Каждое воскресенье в течение всей зимы они поднимаются в четыре часа утра, едут за сто — сто пятьдесят километров на поездах и грузовиках; запыхавшись, торопятся по снежной дороге, чтобы к рассвету поспеть на лед. Привыкшие к насмешкам, когда их просят объяснить свое поведение, они что-то мямлят об отдыхе на природе и даже о выгоде. Но какая тут, к бесу, выгода, когда один проезд стоит дороже всего улова, какой там отдых, если вместо воскресной прогулки до изнеможения рубишь лед, коченеешь на двадцатиградусном морозе, бледнеешь и чернеешь от волнения, часами глядя в одну точку?!

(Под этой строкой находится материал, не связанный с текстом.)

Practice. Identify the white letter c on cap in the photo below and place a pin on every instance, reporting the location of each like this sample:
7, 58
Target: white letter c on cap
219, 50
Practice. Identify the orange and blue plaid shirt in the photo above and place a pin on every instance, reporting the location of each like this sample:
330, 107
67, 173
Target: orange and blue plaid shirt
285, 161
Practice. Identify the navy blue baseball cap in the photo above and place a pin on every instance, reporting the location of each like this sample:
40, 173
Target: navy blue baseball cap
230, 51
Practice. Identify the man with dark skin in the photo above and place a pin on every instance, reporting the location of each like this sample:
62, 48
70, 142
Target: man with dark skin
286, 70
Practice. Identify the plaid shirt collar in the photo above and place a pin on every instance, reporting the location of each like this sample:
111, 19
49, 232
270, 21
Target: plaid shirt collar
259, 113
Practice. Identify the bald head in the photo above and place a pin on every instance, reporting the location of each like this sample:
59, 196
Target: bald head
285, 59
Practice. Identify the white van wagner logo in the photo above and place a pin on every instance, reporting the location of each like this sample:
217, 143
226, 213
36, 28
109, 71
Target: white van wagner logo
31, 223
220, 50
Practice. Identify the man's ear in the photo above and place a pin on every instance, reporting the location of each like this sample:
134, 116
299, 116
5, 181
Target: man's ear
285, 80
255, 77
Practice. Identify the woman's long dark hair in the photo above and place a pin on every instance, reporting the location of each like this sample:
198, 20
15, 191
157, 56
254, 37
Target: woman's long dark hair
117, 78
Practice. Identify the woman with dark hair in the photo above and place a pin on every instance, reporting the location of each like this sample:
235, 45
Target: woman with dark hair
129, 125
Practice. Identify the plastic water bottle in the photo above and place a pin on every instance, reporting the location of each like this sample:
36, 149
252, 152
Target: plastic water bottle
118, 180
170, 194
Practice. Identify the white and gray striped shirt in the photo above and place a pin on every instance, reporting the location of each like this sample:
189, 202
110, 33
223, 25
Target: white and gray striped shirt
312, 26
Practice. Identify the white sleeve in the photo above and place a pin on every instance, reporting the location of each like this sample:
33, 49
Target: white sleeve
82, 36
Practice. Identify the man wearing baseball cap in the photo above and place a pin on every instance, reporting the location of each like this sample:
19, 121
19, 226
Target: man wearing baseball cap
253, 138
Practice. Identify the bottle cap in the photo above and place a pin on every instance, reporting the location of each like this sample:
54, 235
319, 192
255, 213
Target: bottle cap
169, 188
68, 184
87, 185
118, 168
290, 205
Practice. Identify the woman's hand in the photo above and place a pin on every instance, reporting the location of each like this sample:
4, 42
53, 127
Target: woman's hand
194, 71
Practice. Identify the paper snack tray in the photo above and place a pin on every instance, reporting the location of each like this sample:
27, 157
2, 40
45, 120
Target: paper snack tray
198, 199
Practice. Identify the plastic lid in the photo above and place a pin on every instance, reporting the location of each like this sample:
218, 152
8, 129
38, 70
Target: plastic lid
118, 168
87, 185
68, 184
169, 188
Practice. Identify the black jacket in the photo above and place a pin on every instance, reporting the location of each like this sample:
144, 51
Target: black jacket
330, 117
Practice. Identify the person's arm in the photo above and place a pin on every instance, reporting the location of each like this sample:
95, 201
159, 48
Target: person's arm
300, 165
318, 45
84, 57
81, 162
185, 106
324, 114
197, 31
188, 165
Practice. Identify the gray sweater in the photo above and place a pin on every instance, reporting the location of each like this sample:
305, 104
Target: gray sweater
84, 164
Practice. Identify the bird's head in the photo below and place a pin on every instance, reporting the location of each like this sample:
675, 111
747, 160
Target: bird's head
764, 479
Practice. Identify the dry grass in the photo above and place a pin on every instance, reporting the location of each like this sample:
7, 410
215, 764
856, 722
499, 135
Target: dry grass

Рыбная ловля — это страсть. Проникновение в иной, малоизвестный человеку мир, из которого, в случае удачи, выныривает живое трепещущее существо, — вот содержание этой страсти.
Как всякая подлинная страсть, она кажется неприличной глупостью благоразумным людям. «На одном конце червяк, на другом конце…» Но кто такие, собственно говоря, эти благоразумные? Не те ли особи рода человеческого, в которых крепче всего сидит инстинкт, повелевающий подавлять в себе любое непосредственное чувство, ибо оно мешает из всего извлекать медяки собственной пользы, — инстинкт, выработанный веками цивилизации, построенной на принципе: «Все против одного, и один против всех». Понимать и уважать подлинную страсть, даже если ты сам на нее не способен, может лишь человек, свободный от страха за свою шкуру, за кусок хлеба. А те, на другом конце, не они ли вдруг обнаруживали, без всякой корысти для себя, что земля вращается вокруг своей оси; рискуя не увидеть больше дневного света, спускались в неизведанные пещеры, чтобы познакомиться со стоянками доисторического человека; замечали, что снег бывает не только белым, как его до них изображали на картинах, но еще и розовым, и синим, и зеленым…
Океан — это тот самый мир, где зародилась земная жизнь. И каждый подъем трала со дна, сколько бы раз вы при этом ни присутствовали, — всегда ожидание чуда.
Когда доски, раскачиваясь на тросах, медленно подходят к блокам и добытчики с цепями в руках ждут момента, чтобы приковать их к корме, остальные шарят глазами вдоль бегущей за судном пенной дорожки… Разорвав тугую синь океана, на поверхность, словно большое красное животное, выплывает куток.
— Есть окунь!
Пока на палубе гадают, сколько его, на слип, дробно стуча хвостами, вползают застрявшие в крыльях трала первые окуни. Розовые, точно облитые кровью, они топорщат жабры, угрожающе расставляют длинные иглы плавников, дергаются, пытаясь освободить из ячеи непомерно огромные головы. Глаза у них выпучены и надуты воздухом, из разинутых пастей выглядывают белые пузыри внутренностей.
Морской окунь никогда не поднимается на поверхность, и от быстрой перемены давления его распирает. Даже выскользнув снова в воду, он не может больше уйти и плывет на боку за судном, все так же тараща и выпучив глаза.
Медленно опускается люк, ведущий в рыбцех. Куток, раскачиваясь, поднимается над палубой; в момент, когда он оказывается над люком, его расстегивают, и окунь красным потоком с царапающим плеском сливается в преисподнюю, на разделочный стол, за которым с ножами стоят обработчики.